The U.S. Food and Drug Administration (FDA) has cleared the company's Portico with FlexNav transcatheter aortic valve replacement (TAVR) system to treat people with symptomatic, severe aortic stenosis who are at high or extreme risk for open-heart surgery.
September 20, 2021 — Abbott announced that the U.S. Food and Drug Administration (FDA) has cleared the company's Portico with FlexNav transcatheter aortic valve replacement (TAVR) system to treat people with symptomatic, severe aortic stenosis who are at high or extreme risk for open-heart surgery.
This is the fourth TAVR valve to gain FDA regulatory approval. The first two are the market leaders, the Edwards Sapien and the Medtronic CoreValve. The Boston Scientific Lotus Edge was discontinued in November 2020.
Aortic stenosis is one of the most common and life-threatening heart valve diseases. It occurs when the aortic valve's opening narrows and restricts blood flow from the left ventricle to the aorta. Patients with the disease can experience breathlessness, chest pressure or tightness, fainting, palpitations, fatigue, and heart murmurs. The condition can ultimately lead to heart failure. While many people don't have noticeable symptoms, more than one in eight aged 75 and older has moderate or severe aortic stenosis, which reduces the heart's pumping ability.

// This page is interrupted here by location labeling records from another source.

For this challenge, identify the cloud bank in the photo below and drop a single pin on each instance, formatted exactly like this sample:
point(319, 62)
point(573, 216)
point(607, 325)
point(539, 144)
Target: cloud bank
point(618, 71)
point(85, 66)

Prior to TAVR, the standard of care for severe aortic stenosis was surgical aortic valve replacement, but not all patients were candidates for open-heart surgery.
"For people in the U.S. suffering from aortic stenosis and unable to have surgery, the Portico with FlexNav system offers a safe and effective treatment option," said Raj Makkar, M.D., associate director of Interventional Technologies at Cedars-Sinai's Smidt Heart Institute, who served as co-principal investigator for the study that led to FDA approval. Gregory Fontana, M.D., national director, Cardiothoracic Surgery at Hospital Corp. of America and American Research Institute, also served as co-principal investigator of the Portico IDE study.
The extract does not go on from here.